For the record, I have three daughters, two of whom are married. 

My father was an Air Force pilot who was killed before I was born--so I've more or less made up the rules of fatherhood as I've gone along.  

EThompson
Joined
Dec '11
EThompson

My suggestion falls under the category of social skills. Teach your daughters the definition of the following words: offside, illegal procedure, blitz, and hang time. My sports-enamoured father dragged me along to every football, hockey, baseball and basketball game he attended (and there were many) from the time I was a pre-schooler. I have always appreciated the education.

Olive
Joined
Nov '10
Olive

Most important one of all:

Relationships:

1) Understand the truth of the adage, "Why buy the cow, if you can get the milk for free," and walk away from non-buyers.  

R. Craigen
Joined
Nov '10
R. Craigen

Many good things in your list, Skip; a few I would swap for other things.  But it made me sad, remembering a big ambition I had when my kids were young, almost none of which I fulfilled in my years of parenting (my son is married off and my daughter is still at home, but already a young woman of 20).
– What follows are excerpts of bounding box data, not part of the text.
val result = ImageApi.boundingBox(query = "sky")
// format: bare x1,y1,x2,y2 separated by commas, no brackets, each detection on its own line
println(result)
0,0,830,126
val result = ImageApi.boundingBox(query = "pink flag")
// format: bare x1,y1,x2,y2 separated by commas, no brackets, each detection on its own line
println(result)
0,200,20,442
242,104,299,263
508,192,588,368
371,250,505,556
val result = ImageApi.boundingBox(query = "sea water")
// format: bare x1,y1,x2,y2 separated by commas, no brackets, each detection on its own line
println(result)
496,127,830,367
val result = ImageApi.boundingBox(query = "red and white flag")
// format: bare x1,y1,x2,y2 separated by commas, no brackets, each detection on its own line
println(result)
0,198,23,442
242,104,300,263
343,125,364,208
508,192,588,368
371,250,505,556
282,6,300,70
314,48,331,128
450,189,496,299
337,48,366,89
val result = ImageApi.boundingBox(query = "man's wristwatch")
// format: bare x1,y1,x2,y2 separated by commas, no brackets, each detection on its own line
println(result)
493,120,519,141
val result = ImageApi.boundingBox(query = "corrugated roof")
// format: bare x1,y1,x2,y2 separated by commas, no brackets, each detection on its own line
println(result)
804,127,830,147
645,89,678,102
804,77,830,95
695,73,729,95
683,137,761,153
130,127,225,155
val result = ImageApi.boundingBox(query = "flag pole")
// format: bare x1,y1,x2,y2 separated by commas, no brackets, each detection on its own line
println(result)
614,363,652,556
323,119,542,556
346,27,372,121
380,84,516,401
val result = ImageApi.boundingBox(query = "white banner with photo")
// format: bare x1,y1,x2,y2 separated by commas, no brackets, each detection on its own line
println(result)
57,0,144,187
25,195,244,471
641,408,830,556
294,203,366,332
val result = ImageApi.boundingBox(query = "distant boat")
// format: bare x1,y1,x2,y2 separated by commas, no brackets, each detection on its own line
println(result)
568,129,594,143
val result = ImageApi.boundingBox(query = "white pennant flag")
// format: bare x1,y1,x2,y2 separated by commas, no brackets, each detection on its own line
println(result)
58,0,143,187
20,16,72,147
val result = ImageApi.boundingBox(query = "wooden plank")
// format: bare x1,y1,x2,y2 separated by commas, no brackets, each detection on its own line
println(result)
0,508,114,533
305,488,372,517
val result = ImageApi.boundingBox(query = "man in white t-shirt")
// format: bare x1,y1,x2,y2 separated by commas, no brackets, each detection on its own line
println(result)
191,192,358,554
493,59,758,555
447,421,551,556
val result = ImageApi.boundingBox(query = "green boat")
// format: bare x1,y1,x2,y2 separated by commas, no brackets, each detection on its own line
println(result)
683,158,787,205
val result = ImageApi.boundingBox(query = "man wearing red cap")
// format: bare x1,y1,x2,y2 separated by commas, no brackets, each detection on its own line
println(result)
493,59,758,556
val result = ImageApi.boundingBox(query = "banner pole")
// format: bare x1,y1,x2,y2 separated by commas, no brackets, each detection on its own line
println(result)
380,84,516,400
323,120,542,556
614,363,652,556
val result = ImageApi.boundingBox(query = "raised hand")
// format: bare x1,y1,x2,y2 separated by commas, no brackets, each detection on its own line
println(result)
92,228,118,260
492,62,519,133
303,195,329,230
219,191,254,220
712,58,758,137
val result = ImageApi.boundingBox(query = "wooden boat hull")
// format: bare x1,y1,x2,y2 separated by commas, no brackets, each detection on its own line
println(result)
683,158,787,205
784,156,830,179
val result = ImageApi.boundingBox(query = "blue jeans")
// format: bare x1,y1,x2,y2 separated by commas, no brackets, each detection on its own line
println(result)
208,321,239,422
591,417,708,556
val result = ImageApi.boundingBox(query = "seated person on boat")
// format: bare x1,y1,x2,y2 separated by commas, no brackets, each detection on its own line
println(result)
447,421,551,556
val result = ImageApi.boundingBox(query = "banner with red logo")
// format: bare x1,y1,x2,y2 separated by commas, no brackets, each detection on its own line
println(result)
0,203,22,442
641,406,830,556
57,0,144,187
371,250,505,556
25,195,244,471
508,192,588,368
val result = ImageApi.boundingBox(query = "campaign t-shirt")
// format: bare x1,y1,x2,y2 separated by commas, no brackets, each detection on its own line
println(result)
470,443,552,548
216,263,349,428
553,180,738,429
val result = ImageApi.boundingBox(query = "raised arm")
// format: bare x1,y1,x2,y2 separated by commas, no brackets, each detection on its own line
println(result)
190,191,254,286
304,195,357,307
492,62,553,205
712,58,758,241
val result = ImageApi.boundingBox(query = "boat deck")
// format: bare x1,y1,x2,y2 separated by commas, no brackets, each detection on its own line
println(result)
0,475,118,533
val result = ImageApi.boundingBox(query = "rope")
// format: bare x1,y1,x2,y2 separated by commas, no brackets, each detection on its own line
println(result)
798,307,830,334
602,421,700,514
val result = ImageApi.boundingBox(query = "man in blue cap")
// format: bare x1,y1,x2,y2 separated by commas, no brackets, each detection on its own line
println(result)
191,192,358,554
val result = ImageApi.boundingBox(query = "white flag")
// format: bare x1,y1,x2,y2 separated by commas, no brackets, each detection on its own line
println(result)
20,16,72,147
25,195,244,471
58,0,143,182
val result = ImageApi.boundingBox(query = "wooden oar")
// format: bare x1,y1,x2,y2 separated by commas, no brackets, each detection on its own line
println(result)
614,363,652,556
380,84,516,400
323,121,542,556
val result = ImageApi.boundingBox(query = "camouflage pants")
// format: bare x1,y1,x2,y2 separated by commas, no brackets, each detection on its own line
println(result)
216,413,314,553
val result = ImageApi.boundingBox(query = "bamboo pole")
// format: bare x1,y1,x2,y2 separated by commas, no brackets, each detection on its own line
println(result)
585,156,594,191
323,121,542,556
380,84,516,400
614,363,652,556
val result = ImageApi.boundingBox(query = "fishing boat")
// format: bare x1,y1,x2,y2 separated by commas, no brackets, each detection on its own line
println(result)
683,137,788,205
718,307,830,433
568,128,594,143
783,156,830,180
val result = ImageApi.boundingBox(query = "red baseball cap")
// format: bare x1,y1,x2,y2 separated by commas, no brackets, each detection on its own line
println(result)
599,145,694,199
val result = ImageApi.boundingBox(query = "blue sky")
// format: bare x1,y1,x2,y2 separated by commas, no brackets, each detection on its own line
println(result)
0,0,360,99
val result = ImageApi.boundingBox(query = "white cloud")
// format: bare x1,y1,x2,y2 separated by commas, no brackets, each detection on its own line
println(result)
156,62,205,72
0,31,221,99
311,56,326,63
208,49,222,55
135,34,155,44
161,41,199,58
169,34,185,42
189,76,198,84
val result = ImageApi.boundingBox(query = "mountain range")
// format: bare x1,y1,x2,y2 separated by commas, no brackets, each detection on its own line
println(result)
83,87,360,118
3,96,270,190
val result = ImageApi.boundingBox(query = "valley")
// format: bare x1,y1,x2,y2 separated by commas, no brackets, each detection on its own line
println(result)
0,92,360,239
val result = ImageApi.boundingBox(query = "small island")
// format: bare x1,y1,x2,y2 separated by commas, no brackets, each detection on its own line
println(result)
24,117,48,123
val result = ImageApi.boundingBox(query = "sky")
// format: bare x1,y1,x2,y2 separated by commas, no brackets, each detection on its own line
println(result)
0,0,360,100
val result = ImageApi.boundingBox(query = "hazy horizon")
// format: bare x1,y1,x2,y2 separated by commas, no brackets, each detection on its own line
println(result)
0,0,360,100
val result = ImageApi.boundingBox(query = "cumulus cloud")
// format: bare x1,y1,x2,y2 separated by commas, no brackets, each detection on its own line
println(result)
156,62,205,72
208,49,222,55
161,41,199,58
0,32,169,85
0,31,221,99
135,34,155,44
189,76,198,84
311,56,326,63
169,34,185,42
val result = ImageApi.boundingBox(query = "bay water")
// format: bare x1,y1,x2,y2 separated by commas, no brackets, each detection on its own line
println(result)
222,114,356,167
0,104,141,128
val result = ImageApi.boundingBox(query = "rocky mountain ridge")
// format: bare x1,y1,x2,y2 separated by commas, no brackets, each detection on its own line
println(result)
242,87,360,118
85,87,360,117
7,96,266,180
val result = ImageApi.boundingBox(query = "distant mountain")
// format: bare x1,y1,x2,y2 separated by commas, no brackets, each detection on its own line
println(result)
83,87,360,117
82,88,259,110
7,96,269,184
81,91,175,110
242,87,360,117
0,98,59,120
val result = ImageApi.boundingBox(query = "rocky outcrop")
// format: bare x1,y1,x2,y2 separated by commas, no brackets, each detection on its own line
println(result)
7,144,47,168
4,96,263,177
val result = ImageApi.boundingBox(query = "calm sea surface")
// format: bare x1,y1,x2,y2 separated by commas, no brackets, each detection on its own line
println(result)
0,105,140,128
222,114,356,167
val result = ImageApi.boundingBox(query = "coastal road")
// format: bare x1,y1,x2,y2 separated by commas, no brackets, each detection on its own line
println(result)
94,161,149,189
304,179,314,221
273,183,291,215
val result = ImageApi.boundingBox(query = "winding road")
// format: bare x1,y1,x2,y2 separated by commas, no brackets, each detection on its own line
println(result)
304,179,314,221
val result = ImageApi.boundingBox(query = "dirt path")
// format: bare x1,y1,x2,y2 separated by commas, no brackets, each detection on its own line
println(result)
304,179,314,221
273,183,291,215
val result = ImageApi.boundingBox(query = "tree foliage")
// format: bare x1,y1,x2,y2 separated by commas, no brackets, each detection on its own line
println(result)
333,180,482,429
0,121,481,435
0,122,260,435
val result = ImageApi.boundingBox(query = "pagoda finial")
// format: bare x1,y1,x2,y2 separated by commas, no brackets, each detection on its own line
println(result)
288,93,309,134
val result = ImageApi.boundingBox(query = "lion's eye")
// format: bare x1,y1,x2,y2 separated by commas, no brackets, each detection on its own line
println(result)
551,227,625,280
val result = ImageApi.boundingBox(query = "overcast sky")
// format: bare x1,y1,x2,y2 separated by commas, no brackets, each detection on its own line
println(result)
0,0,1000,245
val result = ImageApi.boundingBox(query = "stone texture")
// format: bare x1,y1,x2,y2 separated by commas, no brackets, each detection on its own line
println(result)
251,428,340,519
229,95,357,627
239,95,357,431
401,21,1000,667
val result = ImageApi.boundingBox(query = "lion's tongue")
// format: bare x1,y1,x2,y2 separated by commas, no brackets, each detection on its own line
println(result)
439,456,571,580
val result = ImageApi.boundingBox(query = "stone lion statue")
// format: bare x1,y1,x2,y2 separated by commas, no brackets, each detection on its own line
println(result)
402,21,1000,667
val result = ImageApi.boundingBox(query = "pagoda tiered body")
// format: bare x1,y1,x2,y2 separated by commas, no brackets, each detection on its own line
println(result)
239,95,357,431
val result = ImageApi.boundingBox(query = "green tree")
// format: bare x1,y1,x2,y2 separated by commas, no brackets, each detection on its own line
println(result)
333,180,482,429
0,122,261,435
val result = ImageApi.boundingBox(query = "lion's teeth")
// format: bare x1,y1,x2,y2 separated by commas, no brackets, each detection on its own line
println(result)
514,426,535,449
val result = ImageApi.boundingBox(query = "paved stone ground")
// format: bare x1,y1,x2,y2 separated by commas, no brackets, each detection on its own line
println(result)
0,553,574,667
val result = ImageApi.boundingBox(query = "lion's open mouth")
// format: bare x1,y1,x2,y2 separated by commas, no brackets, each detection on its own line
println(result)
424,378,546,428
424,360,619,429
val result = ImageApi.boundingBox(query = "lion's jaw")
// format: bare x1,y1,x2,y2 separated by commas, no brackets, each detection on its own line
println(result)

I had in mind developing a "Curriculum for raising children in the 21st century", very much like the curriculum you find in schools, complete with "this shall be learned when they are 4.  That shall be learned when they are 5".  Plus standard equipment that goes along with it.  On their birthdays children receive their "supplies" for the next year -- all of which are things they should keep for a lifetime.  When they turn 6, for example, they might receive a basic screwdriver set and hammer, a basic mixer with attachments, a good set of hiking boots, a simple garden spade, a laundry basket, an iron, a first cookbook and a world atlas (partial list).  In a sense the specifics are arbitrary -- the idea is to deliberately equip them for life in a way that's lost nowadays.

skipsul
Joined
Mar '11
skipsul

I've had much the same thoughts and plans - books I want to them to carry off, tools, appliances, practical things...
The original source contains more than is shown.